You know, if the William Shakespeare's Star Wars series wasn't so well done, then it would seem ridiculous to continue doing a new book for each movie; Ian Doescher, however, handles it all so that I do in fact remain eager for more.
The Force Doth Awaken is the latest. What makes this one a little more, shall we say, precarious, is that we're still in the middle of hearing this story. The other episodes could have references to what was coming next or to what a character might be thinking at a certain moment (but that audiences at the time the movie came out might not have known yet), but The Force Awakens is the only piece of the puzzle we have for the new trilogy. So in many ways that did limit what this book could do. It's almost more in that regards like the first Shakespeare's book. That book was more about translating the movie's dialogue into Shakespearean language. As the books continued, they grew, filling out with soliloquies and other lengthy bits and numerous references to particular passages in Shakespeare. Because the content of this episode is still ambiguous, there couldn't be as much of that type of content, so this book does go somewhat back to the older style of just changing the language (though I think in a much more complete way than that first book did). Example: we don't I think really know everything Kylo Ren was thinking (or the precise reasons behind what he says or does) in moments like the interrogation scene or the final lightsaber duel, so when this book did add to the dialogue it could only add obvious things that we do know for certain (like his surprise at finding out Rey's strength in the Force).
All of this isn't to say that Ian Doescher didn't take advantage of some opportunities to wax poetic. In particular, when Han approaches his son and later when Leia senses Han's loss. Oh, and I do love that the "balcony scene" in the film becomes an actual balcony scene in this book. The balcony scene being Rey standing up above Han and Kylo on Starkiller Base (for anyone interested in that particular Rey/Kylo theory).
You know, a thought occurred to me while reading this book. You know how some people are hoping that Rey isn't in fact related to any of the familiar characters? I realized that if their theory is correct and Rey is just a person (as opposed to Luke's daughter or Leia's daughter or Obi-Wan's daughter or Anakin reincarnated or Phasma's daughter, etc.), then that means two things. One, it shows that everyone is important. Two, when Anakin and Luke's lightsaber flies to her instead of to Kylo, it shows that we all have a personal choice about who we decide to be. Kylo is Luke's nephew and Anakin's grandson, but the lightsaber aligns with the light side and he has chosen the dark side, so it shuns him. Rey is currently on the light side, so it accepted her based on that association despite the blood connection with Kylo. Perhaps Rey will turn out to be related to the Skywalker line (or there will be another connection), but I like this concept that it was the choice of alignment that allowed her to take the saber. And it was the way that the dialogue comes out in this book that made me think of that.

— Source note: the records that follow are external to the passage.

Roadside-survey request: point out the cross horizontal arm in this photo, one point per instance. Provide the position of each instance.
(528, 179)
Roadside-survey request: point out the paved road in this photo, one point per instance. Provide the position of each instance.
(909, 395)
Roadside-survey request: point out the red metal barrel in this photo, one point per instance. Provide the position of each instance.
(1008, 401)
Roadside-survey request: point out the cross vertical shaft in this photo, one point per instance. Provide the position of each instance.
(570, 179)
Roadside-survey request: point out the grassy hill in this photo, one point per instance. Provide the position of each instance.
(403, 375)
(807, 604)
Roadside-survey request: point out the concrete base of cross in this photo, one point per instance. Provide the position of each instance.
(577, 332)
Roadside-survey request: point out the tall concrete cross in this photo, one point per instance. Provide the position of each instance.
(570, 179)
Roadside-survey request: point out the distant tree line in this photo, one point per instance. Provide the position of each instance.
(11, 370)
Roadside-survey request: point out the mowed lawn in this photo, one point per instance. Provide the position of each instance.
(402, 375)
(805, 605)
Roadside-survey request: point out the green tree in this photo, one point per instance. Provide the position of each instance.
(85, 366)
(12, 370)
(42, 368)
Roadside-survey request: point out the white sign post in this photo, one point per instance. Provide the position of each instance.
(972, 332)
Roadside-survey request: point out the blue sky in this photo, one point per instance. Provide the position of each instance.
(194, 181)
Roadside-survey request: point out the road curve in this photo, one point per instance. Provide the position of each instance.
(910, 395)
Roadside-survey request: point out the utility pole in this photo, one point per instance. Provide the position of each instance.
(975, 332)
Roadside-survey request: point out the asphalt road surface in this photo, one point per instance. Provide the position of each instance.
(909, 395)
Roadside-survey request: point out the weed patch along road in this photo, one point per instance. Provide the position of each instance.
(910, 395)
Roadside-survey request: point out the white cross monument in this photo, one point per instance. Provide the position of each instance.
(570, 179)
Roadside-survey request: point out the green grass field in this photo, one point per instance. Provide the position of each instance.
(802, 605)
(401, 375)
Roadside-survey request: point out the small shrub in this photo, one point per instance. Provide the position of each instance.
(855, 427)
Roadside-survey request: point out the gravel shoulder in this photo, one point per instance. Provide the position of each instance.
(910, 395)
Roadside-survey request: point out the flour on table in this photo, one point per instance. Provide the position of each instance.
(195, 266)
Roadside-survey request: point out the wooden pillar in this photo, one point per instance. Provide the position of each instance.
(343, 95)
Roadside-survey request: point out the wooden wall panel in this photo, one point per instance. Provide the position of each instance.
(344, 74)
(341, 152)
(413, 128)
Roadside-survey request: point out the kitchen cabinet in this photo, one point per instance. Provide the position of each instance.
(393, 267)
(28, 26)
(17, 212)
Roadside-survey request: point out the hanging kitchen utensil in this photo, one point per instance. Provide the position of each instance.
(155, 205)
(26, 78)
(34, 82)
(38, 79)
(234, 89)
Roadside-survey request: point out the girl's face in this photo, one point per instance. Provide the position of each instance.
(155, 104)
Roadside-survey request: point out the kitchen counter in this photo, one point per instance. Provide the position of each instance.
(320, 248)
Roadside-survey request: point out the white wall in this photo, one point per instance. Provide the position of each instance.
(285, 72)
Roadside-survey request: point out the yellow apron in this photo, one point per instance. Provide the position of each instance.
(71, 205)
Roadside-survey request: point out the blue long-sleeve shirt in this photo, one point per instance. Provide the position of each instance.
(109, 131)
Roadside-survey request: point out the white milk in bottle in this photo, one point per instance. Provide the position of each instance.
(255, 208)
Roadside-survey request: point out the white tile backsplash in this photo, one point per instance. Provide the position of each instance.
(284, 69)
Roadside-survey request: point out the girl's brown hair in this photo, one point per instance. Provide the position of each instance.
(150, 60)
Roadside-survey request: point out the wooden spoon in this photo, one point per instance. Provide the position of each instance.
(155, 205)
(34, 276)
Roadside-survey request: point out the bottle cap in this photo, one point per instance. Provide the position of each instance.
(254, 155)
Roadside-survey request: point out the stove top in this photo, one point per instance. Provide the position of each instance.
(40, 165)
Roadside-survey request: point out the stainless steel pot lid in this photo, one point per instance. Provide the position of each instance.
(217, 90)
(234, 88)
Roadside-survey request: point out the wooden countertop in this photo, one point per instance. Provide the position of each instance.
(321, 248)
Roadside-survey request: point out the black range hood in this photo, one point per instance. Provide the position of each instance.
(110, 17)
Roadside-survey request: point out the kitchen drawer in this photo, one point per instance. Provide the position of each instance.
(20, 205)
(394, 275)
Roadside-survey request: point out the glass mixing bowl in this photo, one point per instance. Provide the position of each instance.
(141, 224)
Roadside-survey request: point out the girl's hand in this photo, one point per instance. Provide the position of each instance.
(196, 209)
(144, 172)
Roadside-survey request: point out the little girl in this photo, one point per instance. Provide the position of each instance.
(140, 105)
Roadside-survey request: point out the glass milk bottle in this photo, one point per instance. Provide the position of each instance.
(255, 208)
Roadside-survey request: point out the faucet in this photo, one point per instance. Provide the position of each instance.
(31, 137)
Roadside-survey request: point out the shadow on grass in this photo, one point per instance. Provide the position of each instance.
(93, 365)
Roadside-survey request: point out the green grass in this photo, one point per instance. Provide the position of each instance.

So, yes, I am still having a good time with these books. They're quick reads, too, which is probably also what helps. They're not overdone; they're just right. And like with the other more recent ones, there really isn't much comedy to it anymore. It's fun and it's serious. (Well, there was a bit of comedy with the two stormtroopers talking about the repetitive nature of Star Wars stories--that was lovely.) And you also don't really need to read all of them; you could just jump in and read only this one (or this one first and the rest later).